Abstract:
Beijing GNSS continuous observation network has many factors that are
not conducive to earthquake monitoring, such as a small coverage of the network,
too many soil sites, low crustal movement level, and high noise level, etc. In this
paper, mutation, continuous smoothness, shared noise, and station noise are used
to decompose the time series of station locations. Based on the characteristic that
continuous smooth changes can be linearly fitted, the short-term linear decomposition
method is used to decompose noise and improve the signal-to-noise ratio. The test
results show that when the window length is greater than 10 days, both the fitted
value and the residual value can achieve good stability. Using the six-year data of
Beijing GNSS Network, after the data preparation of detrending, de-mutation, and deinterference, the sliding linear decomposition is performed on the window for 12 days,
and multiple time series such as common mode noise, self-noise, and fitting value
are calculated. A preliminary analysis of these sequences shows the low-passivity of
the linear decomposition method, the consistency of common mode noise, and the
difference in the station’s own noise. The results also show that the standard deviation of the fitted sequence is reduced to two-thirds of the original sequence. The fitted value
time series is the main object of earthquake monitoring research, and the organic
combination of multiple time series can be decomposed to meet different needs.
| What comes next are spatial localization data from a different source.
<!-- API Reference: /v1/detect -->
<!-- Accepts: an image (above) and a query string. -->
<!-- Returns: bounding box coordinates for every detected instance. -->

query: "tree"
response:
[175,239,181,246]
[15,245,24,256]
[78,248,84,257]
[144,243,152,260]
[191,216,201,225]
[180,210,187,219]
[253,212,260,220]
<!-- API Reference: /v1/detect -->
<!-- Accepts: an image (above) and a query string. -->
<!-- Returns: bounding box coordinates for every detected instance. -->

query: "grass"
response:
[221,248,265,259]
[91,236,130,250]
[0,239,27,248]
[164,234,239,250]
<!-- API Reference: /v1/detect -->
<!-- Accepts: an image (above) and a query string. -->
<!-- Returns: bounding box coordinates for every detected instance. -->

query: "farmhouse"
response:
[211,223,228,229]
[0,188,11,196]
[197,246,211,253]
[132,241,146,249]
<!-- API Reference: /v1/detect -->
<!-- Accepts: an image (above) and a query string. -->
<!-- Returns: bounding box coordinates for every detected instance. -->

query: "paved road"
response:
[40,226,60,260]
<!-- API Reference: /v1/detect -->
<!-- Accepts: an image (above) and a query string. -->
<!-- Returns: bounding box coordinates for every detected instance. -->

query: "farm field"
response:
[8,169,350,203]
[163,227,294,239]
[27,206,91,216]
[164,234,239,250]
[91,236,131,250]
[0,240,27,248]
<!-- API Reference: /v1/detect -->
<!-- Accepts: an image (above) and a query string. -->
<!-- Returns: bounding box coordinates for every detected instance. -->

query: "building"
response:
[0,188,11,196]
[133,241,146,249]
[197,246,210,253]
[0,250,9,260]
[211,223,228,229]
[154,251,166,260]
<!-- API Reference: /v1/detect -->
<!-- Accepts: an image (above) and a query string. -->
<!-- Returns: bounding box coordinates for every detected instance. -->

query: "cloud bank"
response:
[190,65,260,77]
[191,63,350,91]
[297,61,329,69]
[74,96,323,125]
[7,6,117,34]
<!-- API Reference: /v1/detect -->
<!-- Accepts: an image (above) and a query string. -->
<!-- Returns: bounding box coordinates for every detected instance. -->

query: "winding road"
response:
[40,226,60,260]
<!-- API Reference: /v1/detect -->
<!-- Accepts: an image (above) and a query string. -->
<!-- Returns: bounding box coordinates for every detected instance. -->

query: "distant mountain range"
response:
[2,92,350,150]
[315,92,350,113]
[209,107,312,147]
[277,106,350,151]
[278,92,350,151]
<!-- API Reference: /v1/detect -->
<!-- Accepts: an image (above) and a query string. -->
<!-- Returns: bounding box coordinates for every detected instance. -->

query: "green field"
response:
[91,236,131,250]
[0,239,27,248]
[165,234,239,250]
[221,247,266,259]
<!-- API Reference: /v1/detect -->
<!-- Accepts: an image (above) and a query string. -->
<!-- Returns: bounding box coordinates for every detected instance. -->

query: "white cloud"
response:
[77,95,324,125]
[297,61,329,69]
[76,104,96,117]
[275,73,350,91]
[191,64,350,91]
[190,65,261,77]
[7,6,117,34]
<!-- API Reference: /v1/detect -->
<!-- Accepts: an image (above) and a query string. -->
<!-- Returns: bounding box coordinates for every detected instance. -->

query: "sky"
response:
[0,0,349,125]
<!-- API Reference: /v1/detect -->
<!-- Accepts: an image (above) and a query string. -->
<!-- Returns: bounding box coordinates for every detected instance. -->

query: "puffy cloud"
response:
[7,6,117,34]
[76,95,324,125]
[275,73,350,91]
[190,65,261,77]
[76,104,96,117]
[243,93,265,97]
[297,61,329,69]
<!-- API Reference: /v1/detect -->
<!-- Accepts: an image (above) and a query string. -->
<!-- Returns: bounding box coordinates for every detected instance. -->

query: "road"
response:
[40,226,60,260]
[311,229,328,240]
北京市 GNSS 连续观测台网范围小、土层站多、地壳运动水平低、噪声水平高,不利于地震监测的因素较多。本文用突变、连续光滑、共有噪声、测站自身噪声来分解测站位置的时间序列。基于连续光滑变化可线性拟合的特点,用短期线性分解法,分解出噪声,提高了信噪比。试验结果表明,当窗长大于 10 日时,拟合值和残差值都能取得很好的稳定性。用北京台网六年数据,经去趋势、去突变、去干扰等数据准备后,由窗长 12 日进行滑动短期线性分解,算得共有噪声、自身噪声、拟合值等多种时间序列,对这些序列的初步分析,显示了短期线性分解法的低通性、共有噪声的一致性、测站自身噪声的差异性,拟合值序列的标准差和幅差减小到分解前的三分之二左右。拟合值时间序列是地震监测研究的主要对象,分解得到多种时间序列的有机组合可满足不同需求。